Toh … anche i romani, con un funerale modello Lucky Luciano de noaltri, si sono accorti che hanno la Mafia in casa.
Benvenuti nel club.
La mafia comunque non è una carrozza a sei o 40 cavalli con tanto di soundtrack alla Vito Corleone di “Nuova Iorchi”. Quello è solo cattivo gusto.

Mafia è tonnellate di droga che qualcuno consuma. Chi? Boh? Non si sa, forse i consumatori verranno dall’ estero, la prendono a Roma e ne fanno uso al paese loro. Gli spacciatori, uno in ogni angolo di strada, compresa Via Veneto allora, regalano fiori e declamano poesie ai passanti.

Mafia è l’ orrore urbano fatto su terreno non edificabile, demaniale o con autorizzazioni amministrative elargite alla cazzo.

Mafia è i morti ammazzati che ormai non si contano più, ma fanno statistiche e lacrime.

Mafia è i biglietti che si pagano per l’ ingresso in una spiaggia libera sul litorale, ma anche il “micro-pizzo” pagato per non trovare la macchina graffiata da un parcheggiatore abusivo.

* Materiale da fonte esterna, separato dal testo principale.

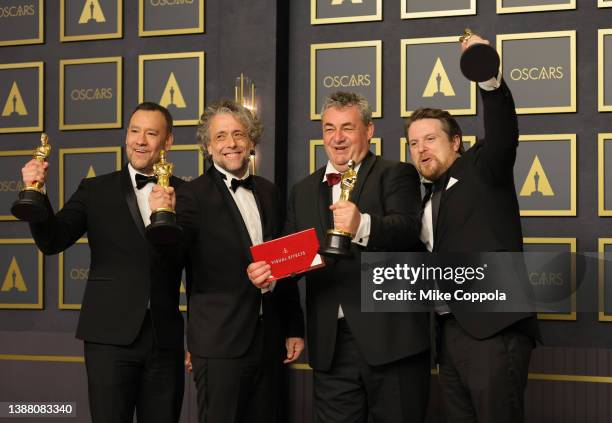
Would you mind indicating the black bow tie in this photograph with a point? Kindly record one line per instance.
(142, 180)
(246, 183)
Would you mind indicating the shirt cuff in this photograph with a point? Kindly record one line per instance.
(492, 84)
(270, 288)
(363, 232)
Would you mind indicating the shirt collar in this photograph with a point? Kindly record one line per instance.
(331, 169)
(228, 176)
(133, 173)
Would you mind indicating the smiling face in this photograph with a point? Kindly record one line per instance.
(345, 136)
(229, 144)
(147, 135)
(431, 149)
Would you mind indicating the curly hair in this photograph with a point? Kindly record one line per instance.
(248, 119)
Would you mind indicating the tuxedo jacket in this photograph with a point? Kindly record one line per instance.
(224, 305)
(126, 273)
(389, 192)
(479, 210)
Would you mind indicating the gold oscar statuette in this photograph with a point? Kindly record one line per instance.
(163, 228)
(32, 204)
(338, 242)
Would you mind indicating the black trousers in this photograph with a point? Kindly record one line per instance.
(244, 389)
(352, 389)
(139, 377)
(483, 380)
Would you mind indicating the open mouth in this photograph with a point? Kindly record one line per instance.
(232, 155)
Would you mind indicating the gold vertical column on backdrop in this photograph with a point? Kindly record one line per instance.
(31, 205)
(163, 228)
(338, 242)
(244, 94)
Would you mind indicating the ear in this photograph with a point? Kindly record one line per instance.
(456, 143)
(370, 130)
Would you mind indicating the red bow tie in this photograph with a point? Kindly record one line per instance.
(333, 178)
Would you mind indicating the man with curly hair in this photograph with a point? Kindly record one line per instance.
(238, 335)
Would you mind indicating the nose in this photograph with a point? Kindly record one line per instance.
(421, 146)
(231, 141)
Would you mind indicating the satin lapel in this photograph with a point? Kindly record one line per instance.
(130, 199)
(362, 175)
(439, 229)
(266, 230)
(232, 208)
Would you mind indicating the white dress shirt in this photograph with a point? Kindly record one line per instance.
(363, 231)
(142, 196)
(245, 201)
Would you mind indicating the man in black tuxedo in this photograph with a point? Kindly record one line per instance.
(238, 335)
(471, 206)
(130, 321)
(364, 363)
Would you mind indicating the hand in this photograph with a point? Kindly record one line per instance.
(294, 346)
(188, 365)
(474, 39)
(258, 273)
(346, 216)
(34, 171)
(162, 198)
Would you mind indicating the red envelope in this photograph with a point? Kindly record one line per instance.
(291, 254)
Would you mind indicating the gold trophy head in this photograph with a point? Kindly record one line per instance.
(163, 170)
(467, 33)
(44, 149)
(347, 182)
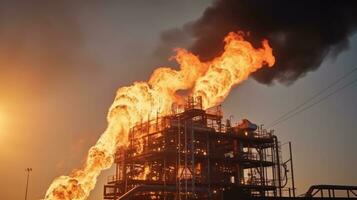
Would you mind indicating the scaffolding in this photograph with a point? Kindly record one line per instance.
(193, 154)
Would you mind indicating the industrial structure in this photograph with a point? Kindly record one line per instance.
(194, 154)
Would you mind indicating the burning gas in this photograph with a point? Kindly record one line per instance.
(212, 80)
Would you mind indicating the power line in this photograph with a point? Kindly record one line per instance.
(317, 102)
(314, 96)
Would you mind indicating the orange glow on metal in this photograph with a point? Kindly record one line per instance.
(212, 80)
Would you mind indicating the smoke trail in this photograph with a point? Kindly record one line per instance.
(302, 32)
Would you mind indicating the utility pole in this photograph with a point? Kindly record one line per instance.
(28, 170)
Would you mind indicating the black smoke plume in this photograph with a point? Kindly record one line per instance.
(301, 32)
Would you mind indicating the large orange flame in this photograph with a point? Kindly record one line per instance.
(212, 80)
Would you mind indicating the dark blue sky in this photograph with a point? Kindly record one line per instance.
(61, 65)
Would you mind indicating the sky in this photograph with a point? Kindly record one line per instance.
(61, 64)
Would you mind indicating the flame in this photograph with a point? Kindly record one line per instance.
(212, 80)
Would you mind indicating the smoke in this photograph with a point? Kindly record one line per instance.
(302, 33)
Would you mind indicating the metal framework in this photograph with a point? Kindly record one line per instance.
(192, 154)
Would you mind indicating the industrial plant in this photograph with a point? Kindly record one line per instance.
(195, 154)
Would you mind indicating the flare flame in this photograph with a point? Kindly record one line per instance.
(212, 80)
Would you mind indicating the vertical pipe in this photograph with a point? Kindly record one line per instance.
(193, 158)
(278, 163)
(27, 181)
(178, 184)
(185, 168)
(292, 169)
(208, 166)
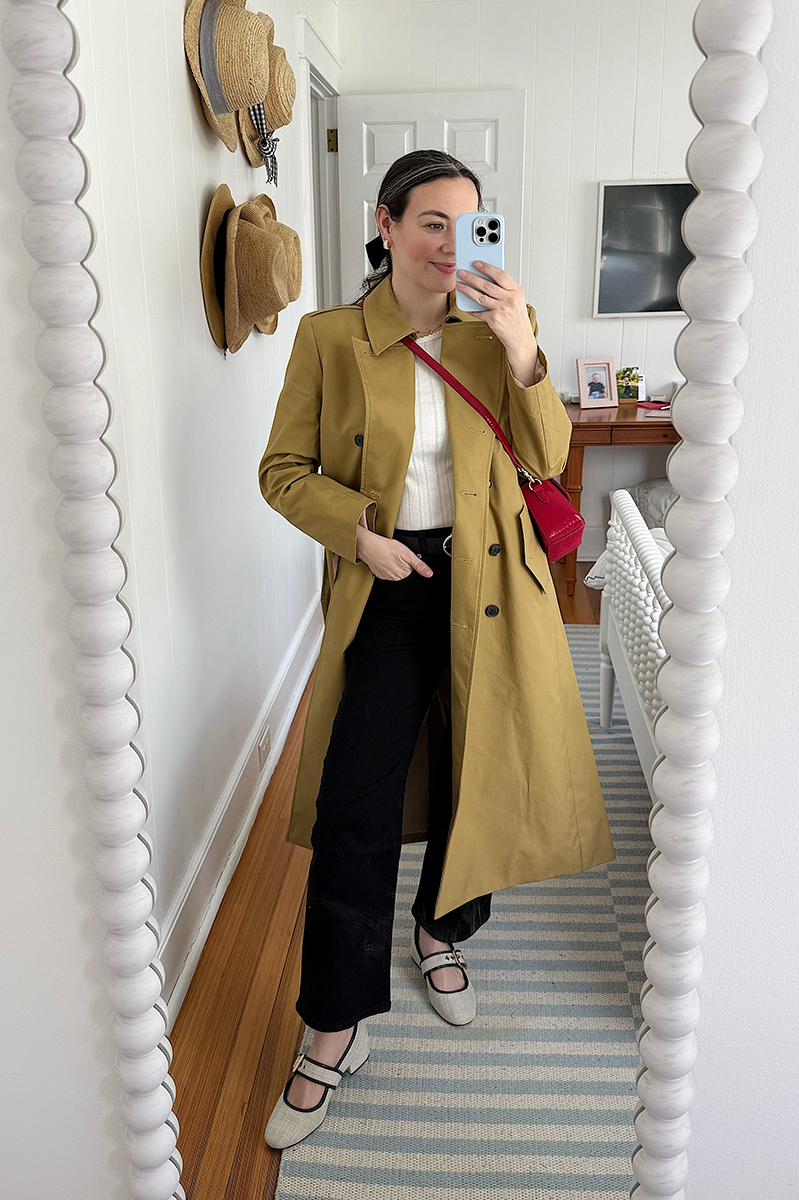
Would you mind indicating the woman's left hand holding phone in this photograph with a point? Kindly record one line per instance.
(508, 317)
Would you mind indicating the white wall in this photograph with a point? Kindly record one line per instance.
(223, 591)
(746, 1113)
(607, 99)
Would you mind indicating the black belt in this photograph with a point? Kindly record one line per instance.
(426, 541)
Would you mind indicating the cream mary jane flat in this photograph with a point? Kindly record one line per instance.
(289, 1125)
(456, 1007)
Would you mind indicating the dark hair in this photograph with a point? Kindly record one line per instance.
(404, 174)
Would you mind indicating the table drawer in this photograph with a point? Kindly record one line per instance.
(641, 435)
(592, 437)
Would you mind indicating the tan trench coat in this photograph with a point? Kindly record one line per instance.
(526, 795)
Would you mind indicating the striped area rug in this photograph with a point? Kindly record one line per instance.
(535, 1098)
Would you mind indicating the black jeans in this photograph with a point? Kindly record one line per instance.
(394, 666)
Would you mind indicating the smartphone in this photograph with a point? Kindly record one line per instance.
(478, 235)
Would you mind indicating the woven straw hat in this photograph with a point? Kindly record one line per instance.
(212, 261)
(228, 52)
(293, 261)
(278, 103)
(246, 273)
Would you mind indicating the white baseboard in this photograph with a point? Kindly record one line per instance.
(191, 915)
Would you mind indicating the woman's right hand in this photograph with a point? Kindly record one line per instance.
(386, 557)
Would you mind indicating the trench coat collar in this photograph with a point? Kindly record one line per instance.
(385, 323)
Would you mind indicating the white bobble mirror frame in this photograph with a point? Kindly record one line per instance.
(727, 93)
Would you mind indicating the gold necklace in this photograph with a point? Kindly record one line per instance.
(426, 333)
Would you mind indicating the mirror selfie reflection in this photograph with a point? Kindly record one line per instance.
(420, 965)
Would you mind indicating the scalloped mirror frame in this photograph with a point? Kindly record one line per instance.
(727, 93)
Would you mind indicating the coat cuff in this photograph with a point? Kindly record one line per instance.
(344, 543)
(545, 418)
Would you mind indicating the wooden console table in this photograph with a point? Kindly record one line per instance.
(623, 426)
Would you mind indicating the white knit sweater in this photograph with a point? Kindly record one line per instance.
(428, 496)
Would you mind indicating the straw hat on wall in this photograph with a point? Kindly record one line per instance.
(277, 101)
(251, 268)
(228, 52)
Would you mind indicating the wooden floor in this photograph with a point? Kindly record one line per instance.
(236, 1032)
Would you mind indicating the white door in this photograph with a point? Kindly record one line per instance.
(482, 129)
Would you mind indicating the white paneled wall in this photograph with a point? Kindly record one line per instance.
(224, 592)
(607, 89)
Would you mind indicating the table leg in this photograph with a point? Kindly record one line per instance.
(572, 480)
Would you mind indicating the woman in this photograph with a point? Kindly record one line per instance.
(431, 567)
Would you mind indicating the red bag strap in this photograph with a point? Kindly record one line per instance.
(462, 390)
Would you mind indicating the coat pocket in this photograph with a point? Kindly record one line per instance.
(534, 556)
(329, 579)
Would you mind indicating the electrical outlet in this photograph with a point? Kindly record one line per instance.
(264, 747)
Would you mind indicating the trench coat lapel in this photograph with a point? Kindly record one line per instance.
(472, 353)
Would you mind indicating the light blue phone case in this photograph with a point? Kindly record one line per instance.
(469, 245)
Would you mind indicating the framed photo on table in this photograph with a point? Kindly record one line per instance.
(596, 383)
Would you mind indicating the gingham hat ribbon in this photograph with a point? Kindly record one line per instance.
(266, 142)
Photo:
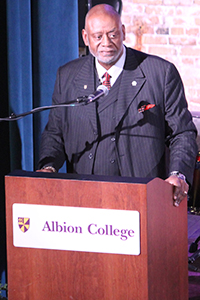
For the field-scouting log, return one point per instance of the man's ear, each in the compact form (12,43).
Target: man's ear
(124,32)
(85,37)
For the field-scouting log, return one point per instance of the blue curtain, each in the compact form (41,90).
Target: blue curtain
(41,36)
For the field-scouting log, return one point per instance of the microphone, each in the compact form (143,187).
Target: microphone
(102,90)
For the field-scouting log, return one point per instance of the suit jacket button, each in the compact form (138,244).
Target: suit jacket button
(90,156)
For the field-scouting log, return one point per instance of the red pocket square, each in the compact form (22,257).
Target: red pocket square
(145,107)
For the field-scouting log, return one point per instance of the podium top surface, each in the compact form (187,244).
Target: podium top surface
(86,177)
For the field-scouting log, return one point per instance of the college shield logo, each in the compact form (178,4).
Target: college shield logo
(24,224)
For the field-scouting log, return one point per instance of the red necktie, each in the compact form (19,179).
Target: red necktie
(106,82)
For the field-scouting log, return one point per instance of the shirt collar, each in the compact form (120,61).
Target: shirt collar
(114,71)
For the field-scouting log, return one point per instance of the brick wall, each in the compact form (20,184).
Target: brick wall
(170,29)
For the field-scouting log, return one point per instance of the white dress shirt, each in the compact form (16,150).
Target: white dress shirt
(114,71)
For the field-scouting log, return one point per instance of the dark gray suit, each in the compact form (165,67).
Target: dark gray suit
(139,139)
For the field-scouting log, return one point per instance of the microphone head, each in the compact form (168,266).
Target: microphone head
(104,89)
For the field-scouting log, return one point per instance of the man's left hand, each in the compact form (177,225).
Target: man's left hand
(180,188)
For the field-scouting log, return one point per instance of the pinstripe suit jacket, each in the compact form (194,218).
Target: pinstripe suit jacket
(141,138)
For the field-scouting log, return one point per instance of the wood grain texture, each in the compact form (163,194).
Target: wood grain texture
(54,274)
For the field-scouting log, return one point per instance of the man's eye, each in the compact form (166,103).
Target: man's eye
(98,37)
(112,35)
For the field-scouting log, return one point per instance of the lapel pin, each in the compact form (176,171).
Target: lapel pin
(134,83)
(145,107)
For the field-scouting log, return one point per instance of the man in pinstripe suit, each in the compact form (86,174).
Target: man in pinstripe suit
(126,132)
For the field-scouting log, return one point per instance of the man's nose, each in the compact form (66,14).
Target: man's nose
(105,40)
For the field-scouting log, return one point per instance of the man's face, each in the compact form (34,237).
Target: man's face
(104,35)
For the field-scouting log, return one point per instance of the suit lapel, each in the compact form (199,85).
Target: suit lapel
(132,82)
(85,81)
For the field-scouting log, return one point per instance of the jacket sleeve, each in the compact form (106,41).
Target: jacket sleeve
(180,130)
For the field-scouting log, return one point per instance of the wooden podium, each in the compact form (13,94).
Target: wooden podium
(159,272)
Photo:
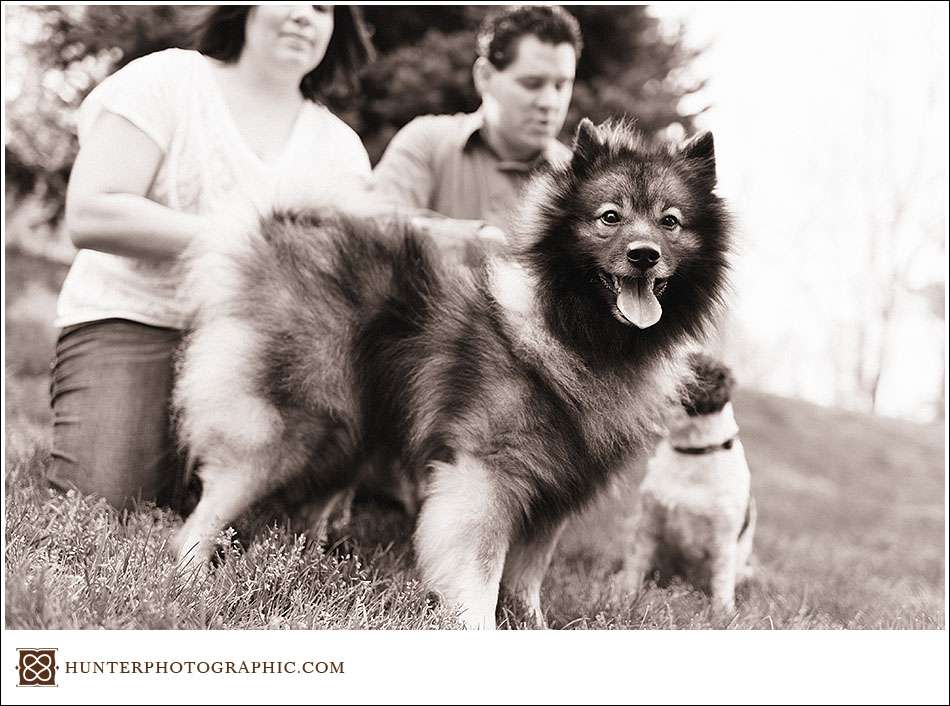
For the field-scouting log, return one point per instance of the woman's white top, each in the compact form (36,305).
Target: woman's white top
(173,97)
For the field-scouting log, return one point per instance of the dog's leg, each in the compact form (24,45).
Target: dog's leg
(227,491)
(744,566)
(462,538)
(638,562)
(317,516)
(525,567)
(722,581)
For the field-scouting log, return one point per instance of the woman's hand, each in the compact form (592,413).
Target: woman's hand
(106,206)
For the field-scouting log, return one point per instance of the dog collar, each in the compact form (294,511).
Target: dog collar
(700,450)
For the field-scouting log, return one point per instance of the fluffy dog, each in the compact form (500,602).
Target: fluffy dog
(696,513)
(324,343)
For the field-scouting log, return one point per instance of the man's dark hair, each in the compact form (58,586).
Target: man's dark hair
(500,31)
(220,35)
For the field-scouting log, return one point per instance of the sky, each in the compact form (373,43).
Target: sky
(831,129)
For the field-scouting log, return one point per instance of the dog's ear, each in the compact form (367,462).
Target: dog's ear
(700,154)
(587,141)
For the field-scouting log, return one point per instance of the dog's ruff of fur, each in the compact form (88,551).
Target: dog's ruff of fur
(323,343)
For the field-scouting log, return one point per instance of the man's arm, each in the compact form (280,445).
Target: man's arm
(405,179)
(405,176)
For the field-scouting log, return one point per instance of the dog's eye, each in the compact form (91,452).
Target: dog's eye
(669,221)
(610,218)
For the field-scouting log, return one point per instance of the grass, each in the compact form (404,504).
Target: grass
(851,533)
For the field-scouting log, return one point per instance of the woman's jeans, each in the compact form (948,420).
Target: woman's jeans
(111,390)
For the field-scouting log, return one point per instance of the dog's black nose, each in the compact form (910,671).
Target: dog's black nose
(643,257)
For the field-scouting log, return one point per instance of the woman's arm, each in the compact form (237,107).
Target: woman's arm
(106,207)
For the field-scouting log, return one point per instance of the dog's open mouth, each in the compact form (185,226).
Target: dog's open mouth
(637,297)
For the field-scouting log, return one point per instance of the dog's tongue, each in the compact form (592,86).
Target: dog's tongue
(638,303)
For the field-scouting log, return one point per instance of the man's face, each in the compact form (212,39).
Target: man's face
(525,104)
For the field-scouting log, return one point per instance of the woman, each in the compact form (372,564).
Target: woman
(167,144)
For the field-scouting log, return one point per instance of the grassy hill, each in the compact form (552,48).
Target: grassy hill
(850,535)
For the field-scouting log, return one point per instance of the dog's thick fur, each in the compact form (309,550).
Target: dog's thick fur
(324,343)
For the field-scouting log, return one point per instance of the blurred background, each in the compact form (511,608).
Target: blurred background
(831,130)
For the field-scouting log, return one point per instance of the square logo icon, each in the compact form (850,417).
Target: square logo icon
(37,667)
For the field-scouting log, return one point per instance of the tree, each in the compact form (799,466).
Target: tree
(628,67)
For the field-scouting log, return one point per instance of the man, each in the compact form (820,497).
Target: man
(470,168)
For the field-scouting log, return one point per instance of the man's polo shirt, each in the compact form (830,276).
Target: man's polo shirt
(442,163)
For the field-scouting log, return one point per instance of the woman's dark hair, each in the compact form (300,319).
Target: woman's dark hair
(220,35)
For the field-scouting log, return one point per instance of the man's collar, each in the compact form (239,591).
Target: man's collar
(472,134)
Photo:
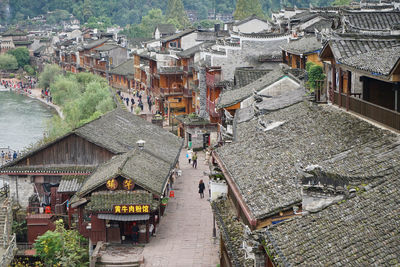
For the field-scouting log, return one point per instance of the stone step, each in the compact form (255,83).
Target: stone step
(118,265)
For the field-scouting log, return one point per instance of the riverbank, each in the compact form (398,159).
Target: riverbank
(35,93)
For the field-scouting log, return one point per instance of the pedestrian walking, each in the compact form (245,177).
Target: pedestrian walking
(135,233)
(194,158)
(201,188)
(189,155)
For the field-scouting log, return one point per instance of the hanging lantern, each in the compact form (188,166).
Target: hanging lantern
(128,184)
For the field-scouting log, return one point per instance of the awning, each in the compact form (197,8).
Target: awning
(124,218)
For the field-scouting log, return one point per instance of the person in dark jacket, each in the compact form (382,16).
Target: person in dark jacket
(135,233)
(201,188)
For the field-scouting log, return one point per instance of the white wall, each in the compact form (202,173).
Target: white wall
(189,41)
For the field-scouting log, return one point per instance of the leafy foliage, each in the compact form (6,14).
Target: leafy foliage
(48,75)
(246,8)
(62,247)
(176,14)
(82,97)
(8,62)
(22,56)
(130,12)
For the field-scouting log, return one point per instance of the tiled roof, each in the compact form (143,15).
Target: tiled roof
(388,58)
(166,28)
(249,19)
(192,120)
(319,25)
(262,160)
(361,231)
(232,232)
(106,47)
(194,49)
(145,168)
(95,43)
(118,131)
(177,35)
(347,46)
(374,21)
(125,68)
(244,76)
(304,45)
(104,200)
(232,97)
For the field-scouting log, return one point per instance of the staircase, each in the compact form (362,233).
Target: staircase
(8,245)
(111,255)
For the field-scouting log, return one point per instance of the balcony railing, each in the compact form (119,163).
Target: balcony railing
(211,108)
(377,113)
(171,91)
(187,92)
(170,70)
(212,79)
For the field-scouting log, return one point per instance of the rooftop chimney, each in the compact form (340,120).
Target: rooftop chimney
(140,144)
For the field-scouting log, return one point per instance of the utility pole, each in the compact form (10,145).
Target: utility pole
(215,10)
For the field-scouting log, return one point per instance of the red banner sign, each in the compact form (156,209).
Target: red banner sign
(131,209)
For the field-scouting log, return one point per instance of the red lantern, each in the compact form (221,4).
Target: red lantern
(47,210)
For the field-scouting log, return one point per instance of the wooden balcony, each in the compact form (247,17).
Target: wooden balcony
(171,91)
(211,108)
(369,110)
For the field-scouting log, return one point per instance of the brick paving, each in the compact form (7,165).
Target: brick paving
(184,235)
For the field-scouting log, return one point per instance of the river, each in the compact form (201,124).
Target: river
(22,120)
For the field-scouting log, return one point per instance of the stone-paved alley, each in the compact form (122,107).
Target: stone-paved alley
(184,236)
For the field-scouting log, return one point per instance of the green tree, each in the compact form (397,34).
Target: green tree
(22,56)
(29,69)
(247,8)
(176,11)
(62,247)
(49,74)
(8,62)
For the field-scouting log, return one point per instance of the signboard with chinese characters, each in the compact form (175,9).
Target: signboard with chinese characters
(131,209)
(128,184)
(112,184)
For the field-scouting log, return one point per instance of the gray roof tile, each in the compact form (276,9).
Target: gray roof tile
(304,45)
(262,162)
(361,231)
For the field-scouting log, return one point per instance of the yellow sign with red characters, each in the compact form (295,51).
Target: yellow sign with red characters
(128,184)
(131,209)
(112,184)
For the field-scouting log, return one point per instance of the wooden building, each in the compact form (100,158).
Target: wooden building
(363,75)
(51,174)
(122,76)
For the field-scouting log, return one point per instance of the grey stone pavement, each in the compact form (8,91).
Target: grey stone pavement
(144,100)
(184,235)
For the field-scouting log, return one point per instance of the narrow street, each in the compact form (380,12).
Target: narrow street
(184,236)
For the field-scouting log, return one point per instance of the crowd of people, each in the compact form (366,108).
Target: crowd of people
(8,156)
(135,99)
(25,86)
(46,94)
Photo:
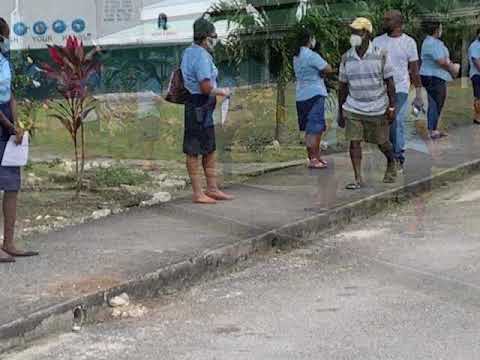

Mafia è le armi che circolano per strade e borgate, portate indosso e usate come fossero degli Zippo.

Ma anche le estorsioni e minacce fatte per fottersi l’ attività di chi vive onestamente di commercio, la compiacenza stipendiata mensilmente dai “re di Roma”, degli amministratori genuflessi, incravattati e “cravattari” della cosa pubblica che diventa “cosa nostra”, la malagiustizia e tante altre porcherie e violenze.

La gente però che fa? Si indigna per l’ elicottero spara-petali e del kitsch ‘zzallo, truzzo e tamarro di un funerale che sembra una reminiscenza di quello in: “Lo Zio di Brooklyn”. Di questo si indigna.

3 pensieri su “LO ZIO DI ROMA

  1. Perché è più facile farlo, parlare apertamente di tutto quello che c’è dietro a quel funerale fa paura, non si vorrebbe correre il rischio di diventare “nemici” di chi è “potente” ed essere presi di mira.
    Cose di questo tipo insomma, tutti sanno ma tutti tacciono, sono pochi quelli che sfidano e parlano apertamente, denunciano, si rivolgono alle autorità.
    Spero di essermi spiegata carissimo Walter.